When members of Congress allied with one political party used the one-third rule to try to impeach the chief justice of the Supreme Court, the speaker of the House and the president of the Senate pushed the panic button and adjourned session immediately. It was a hurried attempt to defuse the impeachment bomb. Inevitably, the controversy exploded into a full-blown crisis, and reached the Supreme Court.

The year was 2003. Passions provoked by the vote engineered by the Nationalist People’s Coalition and their allies ran high; the defenders of Chief Justice Hilario Davide Jr., who had helped put the seal of judicial approval on the people-powered ouster of President Joseph Estrada less than two years before, were equally agitated.

On Nov. 10, less than three weeks after the attempted impeachment, the Court ruled the attempt unconstitutional. The decision—magisterial, assured, collected—helped still the roiling waters.

It was written by Associate Justice Conchita Carpio Morales.

“There can be no constitutional crisis arising from a conflict, no matter how passionate and seemingly irreconcilable it may appear to be, over the determination by the independent branches of government of the nature, scope and extent of their respective constitutional powers where the Constitution itself provides for the means and bases for its resolution,” it said.

Reading the decision again, in light of the present Supreme Court’s pusillanimity, I am struck by Morales’ serene confidence in the power of the Constitution to resolve political conflict.

“… It is with the absolute certainty that our Constitution is sufficient to address all the issues which this controversy spawns that this Court unequivocally pronounces, at the first instance, that the feared resort to extraconstitutional methods of resolving it is neither necessary nor legally permissible. Both its resolution and protection of the public interest lie in adherence to, not departure from, the Constitution.”

I have written before of the contrast between President Duterte’s uses of the law and those of lawyers like Sen. Leila de Lima, Chief Justice Maria Lourdes Sereno, and Morales. “They and others like them make the rule of law possible; [Solicitor General Jose] Calida and [then Justice Secretary Vitaliano] Aguirre, and Mr. Duterte, make the rule of law necessary.”

But in her first great decision, a true landmark in Philippine jurisprudence, Morales expressed a personal credo that stands as the exact antithesis of the President’s position.

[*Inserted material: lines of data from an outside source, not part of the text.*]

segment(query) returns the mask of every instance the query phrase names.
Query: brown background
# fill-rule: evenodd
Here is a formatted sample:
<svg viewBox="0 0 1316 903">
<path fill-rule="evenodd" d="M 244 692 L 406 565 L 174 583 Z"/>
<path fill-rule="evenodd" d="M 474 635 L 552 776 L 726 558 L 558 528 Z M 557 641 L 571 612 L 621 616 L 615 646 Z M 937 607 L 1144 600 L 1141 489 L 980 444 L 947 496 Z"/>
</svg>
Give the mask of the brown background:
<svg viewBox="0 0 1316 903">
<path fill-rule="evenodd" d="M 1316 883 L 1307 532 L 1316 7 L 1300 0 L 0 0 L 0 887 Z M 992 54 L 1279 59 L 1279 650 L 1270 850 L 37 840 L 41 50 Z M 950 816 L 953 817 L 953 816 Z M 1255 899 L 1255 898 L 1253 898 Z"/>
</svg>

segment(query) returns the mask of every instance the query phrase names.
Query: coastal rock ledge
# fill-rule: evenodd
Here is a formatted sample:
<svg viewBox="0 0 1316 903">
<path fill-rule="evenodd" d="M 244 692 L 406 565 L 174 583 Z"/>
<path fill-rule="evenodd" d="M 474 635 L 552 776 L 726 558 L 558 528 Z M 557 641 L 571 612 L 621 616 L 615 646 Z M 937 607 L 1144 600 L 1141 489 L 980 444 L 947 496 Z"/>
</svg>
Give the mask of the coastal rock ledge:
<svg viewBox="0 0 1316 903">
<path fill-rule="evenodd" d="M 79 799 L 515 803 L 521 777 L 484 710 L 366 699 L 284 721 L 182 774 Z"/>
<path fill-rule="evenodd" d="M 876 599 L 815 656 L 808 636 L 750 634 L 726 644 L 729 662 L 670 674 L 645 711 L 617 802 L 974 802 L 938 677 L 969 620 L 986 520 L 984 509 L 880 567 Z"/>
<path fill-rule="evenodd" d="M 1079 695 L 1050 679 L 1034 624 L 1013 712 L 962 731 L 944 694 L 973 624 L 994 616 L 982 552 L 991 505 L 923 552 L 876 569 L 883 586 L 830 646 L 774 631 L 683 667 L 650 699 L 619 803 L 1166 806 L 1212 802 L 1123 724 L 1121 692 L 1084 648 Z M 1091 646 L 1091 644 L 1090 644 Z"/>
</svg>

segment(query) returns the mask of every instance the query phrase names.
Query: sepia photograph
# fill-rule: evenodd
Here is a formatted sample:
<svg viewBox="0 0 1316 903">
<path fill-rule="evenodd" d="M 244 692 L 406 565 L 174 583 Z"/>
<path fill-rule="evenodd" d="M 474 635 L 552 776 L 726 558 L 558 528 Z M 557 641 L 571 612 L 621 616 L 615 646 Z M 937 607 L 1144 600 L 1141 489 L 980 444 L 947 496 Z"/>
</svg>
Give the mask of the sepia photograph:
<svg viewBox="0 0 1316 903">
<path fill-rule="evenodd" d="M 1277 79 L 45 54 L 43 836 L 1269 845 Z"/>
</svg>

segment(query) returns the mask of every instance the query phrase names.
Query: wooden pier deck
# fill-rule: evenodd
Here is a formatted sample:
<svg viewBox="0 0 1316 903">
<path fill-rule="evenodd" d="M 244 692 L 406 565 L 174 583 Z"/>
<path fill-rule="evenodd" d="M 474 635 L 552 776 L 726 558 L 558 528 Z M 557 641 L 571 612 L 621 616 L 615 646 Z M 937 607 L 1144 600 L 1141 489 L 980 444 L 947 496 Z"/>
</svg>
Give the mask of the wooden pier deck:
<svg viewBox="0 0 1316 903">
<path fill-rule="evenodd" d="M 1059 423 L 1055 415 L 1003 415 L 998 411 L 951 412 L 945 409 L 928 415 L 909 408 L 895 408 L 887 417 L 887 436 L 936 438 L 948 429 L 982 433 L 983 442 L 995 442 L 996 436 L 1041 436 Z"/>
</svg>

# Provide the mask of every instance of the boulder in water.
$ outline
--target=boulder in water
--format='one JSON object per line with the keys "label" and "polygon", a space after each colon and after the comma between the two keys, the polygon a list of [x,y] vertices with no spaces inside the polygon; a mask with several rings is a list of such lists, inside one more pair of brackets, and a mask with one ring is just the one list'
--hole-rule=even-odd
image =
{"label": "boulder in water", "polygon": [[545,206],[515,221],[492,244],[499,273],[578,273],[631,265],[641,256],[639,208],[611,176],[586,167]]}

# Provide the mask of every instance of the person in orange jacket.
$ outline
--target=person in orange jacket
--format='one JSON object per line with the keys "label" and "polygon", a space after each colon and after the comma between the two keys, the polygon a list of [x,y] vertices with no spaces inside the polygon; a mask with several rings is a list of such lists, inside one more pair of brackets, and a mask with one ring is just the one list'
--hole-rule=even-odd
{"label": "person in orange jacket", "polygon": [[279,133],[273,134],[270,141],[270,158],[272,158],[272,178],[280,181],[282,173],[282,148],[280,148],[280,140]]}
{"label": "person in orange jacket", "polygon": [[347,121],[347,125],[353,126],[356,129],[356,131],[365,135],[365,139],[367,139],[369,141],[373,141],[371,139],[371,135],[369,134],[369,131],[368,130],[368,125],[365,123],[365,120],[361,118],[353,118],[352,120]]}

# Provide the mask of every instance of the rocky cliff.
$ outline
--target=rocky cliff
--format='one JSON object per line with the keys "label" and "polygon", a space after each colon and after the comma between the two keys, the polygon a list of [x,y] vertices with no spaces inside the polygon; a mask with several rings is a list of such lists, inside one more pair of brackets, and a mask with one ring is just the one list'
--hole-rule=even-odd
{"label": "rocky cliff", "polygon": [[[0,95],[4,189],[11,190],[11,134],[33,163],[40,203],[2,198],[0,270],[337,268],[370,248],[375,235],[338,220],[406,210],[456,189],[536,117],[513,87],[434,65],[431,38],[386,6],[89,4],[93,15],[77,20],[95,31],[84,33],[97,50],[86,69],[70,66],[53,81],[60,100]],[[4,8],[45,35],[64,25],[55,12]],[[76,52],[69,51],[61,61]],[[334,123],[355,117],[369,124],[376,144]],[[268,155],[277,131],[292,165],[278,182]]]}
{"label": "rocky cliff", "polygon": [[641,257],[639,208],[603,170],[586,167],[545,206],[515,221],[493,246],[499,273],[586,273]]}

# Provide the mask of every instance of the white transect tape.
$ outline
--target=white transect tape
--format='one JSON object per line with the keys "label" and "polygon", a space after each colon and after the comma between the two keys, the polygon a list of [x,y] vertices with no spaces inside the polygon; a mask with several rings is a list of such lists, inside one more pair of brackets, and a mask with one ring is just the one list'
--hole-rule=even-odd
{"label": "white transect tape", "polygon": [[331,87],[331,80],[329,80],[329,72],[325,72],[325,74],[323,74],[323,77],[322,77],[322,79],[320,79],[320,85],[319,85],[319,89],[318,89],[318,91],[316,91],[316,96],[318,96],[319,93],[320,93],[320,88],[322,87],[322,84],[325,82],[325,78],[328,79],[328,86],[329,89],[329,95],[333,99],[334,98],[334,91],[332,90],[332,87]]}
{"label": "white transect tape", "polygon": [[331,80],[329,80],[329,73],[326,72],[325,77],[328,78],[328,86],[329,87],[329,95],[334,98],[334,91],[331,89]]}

The only time Mr. Duterte visited the Inquirer, in August 2015, he already spoke of how limiting the Constitution was. “I have to stop criminality and corruption. I have to fix this government. I won’t do it if you want to place me there with the solemn pledge to stick to the rules,” he said. By limits, he meant that the Constitution unduly restricted the powers of the presidency. He did not want to stick to the rules. He also said: “The wellspring of corruption is the Constitution itself.”

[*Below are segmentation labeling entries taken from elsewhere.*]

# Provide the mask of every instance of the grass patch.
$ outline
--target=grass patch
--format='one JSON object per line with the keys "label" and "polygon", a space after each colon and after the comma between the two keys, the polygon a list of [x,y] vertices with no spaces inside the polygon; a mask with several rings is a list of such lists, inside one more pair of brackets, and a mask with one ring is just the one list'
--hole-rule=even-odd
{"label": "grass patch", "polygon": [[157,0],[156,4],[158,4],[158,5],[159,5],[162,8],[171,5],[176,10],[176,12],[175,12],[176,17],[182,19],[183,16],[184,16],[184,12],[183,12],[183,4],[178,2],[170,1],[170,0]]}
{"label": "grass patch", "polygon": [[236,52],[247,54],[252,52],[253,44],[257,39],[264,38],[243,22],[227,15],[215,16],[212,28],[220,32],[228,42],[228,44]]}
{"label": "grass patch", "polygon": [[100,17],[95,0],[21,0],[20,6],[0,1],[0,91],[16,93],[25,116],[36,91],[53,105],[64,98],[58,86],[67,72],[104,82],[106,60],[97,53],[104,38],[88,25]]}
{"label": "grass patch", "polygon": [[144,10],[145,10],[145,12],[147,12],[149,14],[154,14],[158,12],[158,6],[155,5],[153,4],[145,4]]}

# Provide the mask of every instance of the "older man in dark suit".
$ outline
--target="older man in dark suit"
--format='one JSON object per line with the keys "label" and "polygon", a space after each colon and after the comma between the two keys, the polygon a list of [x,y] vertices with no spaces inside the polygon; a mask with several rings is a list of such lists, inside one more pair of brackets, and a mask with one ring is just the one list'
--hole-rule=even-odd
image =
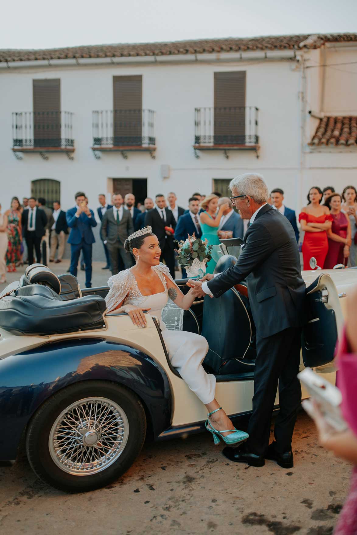
{"label": "older man in dark suit", "polygon": [[174,234],[170,231],[165,230],[165,227],[174,229],[176,221],[171,210],[165,208],[165,198],[158,194],[155,197],[155,207],[150,210],[145,216],[145,226],[150,225],[152,232],[156,234],[160,242],[161,250],[160,262],[165,260],[170,270],[170,274],[175,278],[175,246]]}
{"label": "older man in dark suit", "polygon": [[[203,282],[190,282],[197,295],[206,293],[218,297],[246,278],[257,330],[249,438],[246,444],[236,449],[225,448],[223,453],[231,461],[252,466],[263,466],[265,458],[290,468],[294,464],[292,437],[301,401],[296,375],[306,316],[305,283],[298,244],[290,223],[267,204],[269,193],[261,175],[247,173],[233,179],[229,185],[232,201],[242,217],[250,219],[243,250],[235,264],[226,271],[215,277],[207,275]],[[234,339],[234,333],[232,335]],[[229,341],[234,343],[234,339]],[[276,441],[269,446],[278,384]]]}
{"label": "older man in dark suit", "polygon": [[119,272],[120,256],[125,269],[133,265],[131,255],[125,251],[124,244],[128,236],[134,232],[134,226],[130,211],[124,209],[123,197],[120,193],[114,194],[113,202],[114,205],[103,216],[100,234],[103,243],[109,249],[111,273],[116,275]]}

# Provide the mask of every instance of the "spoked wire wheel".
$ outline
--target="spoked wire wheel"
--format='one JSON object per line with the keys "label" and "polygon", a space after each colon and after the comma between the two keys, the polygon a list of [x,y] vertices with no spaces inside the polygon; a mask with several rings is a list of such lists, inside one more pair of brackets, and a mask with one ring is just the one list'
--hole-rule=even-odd
{"label": "spoked wire wheel", "polygon": [[122,453],[129,437],[123,409],[106,398],[86,398],[66,407],[51,429],[48,447],[61,470],[74,476],[96,473]]}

Contrast these remarks with Morales’ phrasing, a formula for the ages: The protection of the public interest lies “in adherence to, not departure from, the Constitution.”

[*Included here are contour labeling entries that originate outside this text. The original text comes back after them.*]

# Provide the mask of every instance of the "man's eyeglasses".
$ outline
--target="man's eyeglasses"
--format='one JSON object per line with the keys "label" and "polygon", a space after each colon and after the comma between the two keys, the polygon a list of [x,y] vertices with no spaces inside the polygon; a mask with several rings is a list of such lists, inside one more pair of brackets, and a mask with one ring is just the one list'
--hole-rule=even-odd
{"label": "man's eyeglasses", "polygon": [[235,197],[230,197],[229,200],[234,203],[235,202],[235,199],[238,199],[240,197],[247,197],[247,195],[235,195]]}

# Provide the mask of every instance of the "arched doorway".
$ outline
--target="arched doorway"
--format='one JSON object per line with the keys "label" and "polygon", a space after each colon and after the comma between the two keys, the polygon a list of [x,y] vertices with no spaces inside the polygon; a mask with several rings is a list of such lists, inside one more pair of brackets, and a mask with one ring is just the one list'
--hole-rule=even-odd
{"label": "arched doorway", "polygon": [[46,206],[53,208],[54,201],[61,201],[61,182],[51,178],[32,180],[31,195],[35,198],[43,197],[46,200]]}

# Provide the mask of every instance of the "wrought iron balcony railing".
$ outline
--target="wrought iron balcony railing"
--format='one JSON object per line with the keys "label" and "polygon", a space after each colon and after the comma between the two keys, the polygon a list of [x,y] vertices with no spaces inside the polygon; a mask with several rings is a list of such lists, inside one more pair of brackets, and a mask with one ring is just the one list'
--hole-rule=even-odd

The mandated retirement of Justice Conchita Carpio Morales as Ombudsman is a keenly felt loss, because it comes at a time when official disrespect for the rule of law runs rampant—and because she served, in the last two years, as the President’s opposite. She did not seek this role; neither did fellow lawyers De Lima, Sereno and, initially, Vice President Leni Robredo. But the President promised change; instead, he has dragged us back to the past—where the rule of law is weaponized, state violence is the first resort, and the rambling words of one man are taken as a new gospel.

Morales’ conclusion in Francisco vs House of Representatives is a stirring meditation on how the constitutional order and the rule of law can be used to serve the people’s greatest needs—and a sobering measure of how far down we’ve come.

“The Filipino nation and its democratic institutions have no doubt been put to test once again by this impeachment case against Chief Justice Hilario Davide. Accordingly, this Court has resorted to no other than the Constitution in search for a solution to what many feared would ripen to a crisis in government. But though it is indeed immensely a blessing for this Court to have found answers in our bedrock of legal principles, it is equally important that it went through this crucible of a democratic process, if only to discover that it can resolve differences without the use of force and aggression upon each other.”